Identification of the P2X7 Receptor Signature in the Brain and in the Blood Following Seizures and During Epilepsy

Current pharmacological approaches to treat epilepsy are mainly focused on enhancing neuronal inhibition or decreasing neuronal excitation, however, these have no significant impact on disease progression and, critically, over 30% of patients are refractory to antiseizure drugs (ASDs) available in the clinic. This demonstrates the urgent need for drug targets with a different mechanism of action. Experimental models of induced status epilepticus are the main models for the identification of potential anti-epileptogenic drugs but whether these models mimic faithfully the human condition remains incomplete explored. The adenosine-triphosphate (ATP)-gated P2X7 receptor (P2X7R), described as a gatekeeper of inflammation, has been suggested as an important player in epilepsy, with P2X7R antagonists providing both anticonvulsant and disease-modifying effects in animal models of epilepsy. However, before P2X7R-based treatments can enter the clinic for epilepsy, we must establish P2X7R down-stream signalling in vivo, and, identify P2X7R-dependent biomarkers for the identification of patients possibly benefiting from P2X7R-targeting drugs.

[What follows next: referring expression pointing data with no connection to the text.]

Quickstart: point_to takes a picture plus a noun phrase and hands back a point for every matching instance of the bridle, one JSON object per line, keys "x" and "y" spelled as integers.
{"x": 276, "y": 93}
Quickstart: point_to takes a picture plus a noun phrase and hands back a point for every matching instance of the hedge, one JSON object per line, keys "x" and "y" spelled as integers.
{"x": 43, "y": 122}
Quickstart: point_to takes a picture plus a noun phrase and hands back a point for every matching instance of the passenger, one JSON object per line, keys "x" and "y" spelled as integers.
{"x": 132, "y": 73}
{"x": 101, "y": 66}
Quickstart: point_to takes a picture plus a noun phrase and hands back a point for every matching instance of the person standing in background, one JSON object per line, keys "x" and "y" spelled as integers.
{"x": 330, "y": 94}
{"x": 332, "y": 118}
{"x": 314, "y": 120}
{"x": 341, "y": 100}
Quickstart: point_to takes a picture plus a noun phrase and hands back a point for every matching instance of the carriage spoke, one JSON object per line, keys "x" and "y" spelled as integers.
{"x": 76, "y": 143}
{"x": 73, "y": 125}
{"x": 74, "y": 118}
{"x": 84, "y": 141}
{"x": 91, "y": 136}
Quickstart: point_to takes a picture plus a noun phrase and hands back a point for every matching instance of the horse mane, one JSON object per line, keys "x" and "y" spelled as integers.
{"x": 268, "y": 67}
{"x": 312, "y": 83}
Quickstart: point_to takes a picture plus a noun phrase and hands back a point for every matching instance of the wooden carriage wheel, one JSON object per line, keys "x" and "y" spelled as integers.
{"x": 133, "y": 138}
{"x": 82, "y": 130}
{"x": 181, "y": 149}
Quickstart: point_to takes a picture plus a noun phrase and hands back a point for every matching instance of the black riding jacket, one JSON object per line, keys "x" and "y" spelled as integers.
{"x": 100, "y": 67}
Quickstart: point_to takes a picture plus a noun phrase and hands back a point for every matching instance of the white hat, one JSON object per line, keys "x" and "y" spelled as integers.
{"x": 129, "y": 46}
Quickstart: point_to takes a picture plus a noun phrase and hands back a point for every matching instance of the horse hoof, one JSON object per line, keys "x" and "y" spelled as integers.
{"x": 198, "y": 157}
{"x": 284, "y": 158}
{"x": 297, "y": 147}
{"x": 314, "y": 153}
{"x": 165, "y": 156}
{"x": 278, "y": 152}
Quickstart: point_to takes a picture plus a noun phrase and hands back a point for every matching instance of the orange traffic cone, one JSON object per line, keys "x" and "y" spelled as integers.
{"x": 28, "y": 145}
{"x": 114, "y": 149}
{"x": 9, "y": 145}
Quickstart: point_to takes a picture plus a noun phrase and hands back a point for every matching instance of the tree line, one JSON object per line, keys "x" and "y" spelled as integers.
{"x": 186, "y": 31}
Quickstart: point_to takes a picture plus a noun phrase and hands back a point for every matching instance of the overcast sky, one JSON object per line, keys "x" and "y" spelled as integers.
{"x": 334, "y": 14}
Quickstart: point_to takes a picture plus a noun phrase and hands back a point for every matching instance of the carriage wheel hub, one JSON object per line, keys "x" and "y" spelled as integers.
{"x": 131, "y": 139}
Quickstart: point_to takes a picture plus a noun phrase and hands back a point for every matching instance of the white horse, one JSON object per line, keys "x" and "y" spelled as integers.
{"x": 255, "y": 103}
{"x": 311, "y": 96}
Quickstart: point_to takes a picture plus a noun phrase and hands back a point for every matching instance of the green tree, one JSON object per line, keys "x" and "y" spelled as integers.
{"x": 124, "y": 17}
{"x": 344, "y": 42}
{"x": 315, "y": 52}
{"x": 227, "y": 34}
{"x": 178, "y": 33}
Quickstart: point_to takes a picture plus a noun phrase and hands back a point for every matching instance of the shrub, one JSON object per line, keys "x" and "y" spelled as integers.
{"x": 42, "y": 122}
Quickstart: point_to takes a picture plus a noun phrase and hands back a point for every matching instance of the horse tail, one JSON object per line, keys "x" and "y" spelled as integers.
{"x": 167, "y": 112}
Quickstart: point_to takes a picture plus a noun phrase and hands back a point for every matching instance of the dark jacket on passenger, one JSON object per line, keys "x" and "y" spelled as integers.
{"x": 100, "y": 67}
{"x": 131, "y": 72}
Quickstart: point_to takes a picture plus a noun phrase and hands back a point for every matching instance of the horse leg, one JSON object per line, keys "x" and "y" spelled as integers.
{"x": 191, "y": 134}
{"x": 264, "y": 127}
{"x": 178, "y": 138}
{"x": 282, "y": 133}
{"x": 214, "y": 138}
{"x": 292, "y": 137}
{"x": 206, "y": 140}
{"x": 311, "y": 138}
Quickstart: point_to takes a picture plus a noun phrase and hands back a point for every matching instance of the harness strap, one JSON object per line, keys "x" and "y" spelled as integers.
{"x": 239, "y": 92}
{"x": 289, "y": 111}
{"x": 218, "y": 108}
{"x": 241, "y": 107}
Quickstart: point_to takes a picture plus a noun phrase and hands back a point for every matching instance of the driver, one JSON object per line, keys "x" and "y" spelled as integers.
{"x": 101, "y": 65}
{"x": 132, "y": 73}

During my PhD, I first compared the expression profiles in the hippocampus, main structure affected during temporal lobe epilepsy (TLE), between different animal models of epilepsy with data from patients, thereby testing whether these models reproduce the human condition also at the molecular level. The second part of my PhD studies aimed to determine the P2X7R signalling profile in the brain. Here we established the P2X7Rspecific microRNA profile in hippocampi from wild-type and P2X7R knock-out mice following intraamygdala kainic acid-induced status epilepticus. Finally, to identify a potential biomarker for the diagnosis of epilepsy, I took part in a study investigating changes in purines level in the blood in patients and animal model of status epilepticus, and I established a P2X7R-dependent blood signature during epilepsy. For this, I measured P2X7R protein levels in the plasma of patients with epilepsy, investigated P2X7R-dependent changes in cytokine release in plasma in P2X7R deficient mice and, tested the diagnostic potential of blood purine changes for seizures and epilepsy.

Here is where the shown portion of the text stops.